Vela Surfboards
Pacific craftsmanship, translated for Tokyo.
Vela's founder shapes 60 boards a year by hand in a garage that smells like resin and Pacific salt. He had quiet demand from Japan he couldn't service because his brand spoke purely to Californians. He needed an identity Tokyo would treat as a craft house, not a beach store.
We rebuilt Vela in the visual language of a small Japanese atelier: numbered editions, paper-stock catalogues, restrained typography, and a website that read like a quarterly journal instead of a shop. We never used the word 'lifestyle' once.
We introduced an edition system. Each board now ships with a serialized blueprint, a signed certificate, and a black-and-white photograph of the shaping floor on the day it was made. We didn't change the product. We changed the artifact.
We rebuilt the site as a bilingual quarterly journal — Japanese-first on the .jp subdomain — featuring shaping stories, surf locations, and conversations with riders. Boards lived inside the editorial, never on a grid. Sales pages were called 'commissions,' not products.
We partnered with a Daikanyama gallery for a three-week pop-up that included six boards, the shaping documentary, and a single rack of T-shirts. Every board sold by day two. The waitlist for the next commission cycle grew to 14 months.

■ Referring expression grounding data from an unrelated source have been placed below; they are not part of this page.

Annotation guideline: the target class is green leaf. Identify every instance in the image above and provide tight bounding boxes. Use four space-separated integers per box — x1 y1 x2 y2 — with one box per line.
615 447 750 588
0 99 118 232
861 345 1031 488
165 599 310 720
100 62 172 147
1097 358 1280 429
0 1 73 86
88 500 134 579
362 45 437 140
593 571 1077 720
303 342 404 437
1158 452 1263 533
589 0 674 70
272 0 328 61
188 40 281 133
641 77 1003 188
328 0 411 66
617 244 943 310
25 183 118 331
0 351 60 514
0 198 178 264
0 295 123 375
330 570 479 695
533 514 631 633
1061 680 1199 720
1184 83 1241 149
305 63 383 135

- 01Identity & verbal system (EN + JP)
- 02Edition certificate + numbered packaging
- 03Bilingual editorial site
- 0432-page printed catalogue (litho)
- 05Tokyo pop-up production
- 06Shaping documentary (8 min)
- Weeks 01–02Discovery + bilingual brand interviews
- Weeks 03–06Identity, editorial system, catalogue design
- Weeks 05–09Site build + documentary production
- Week 10Tokyo pop-up + launch press
"They understood what I do without making me explain it. Now I get emails from collectors I would have been too shy to email myself."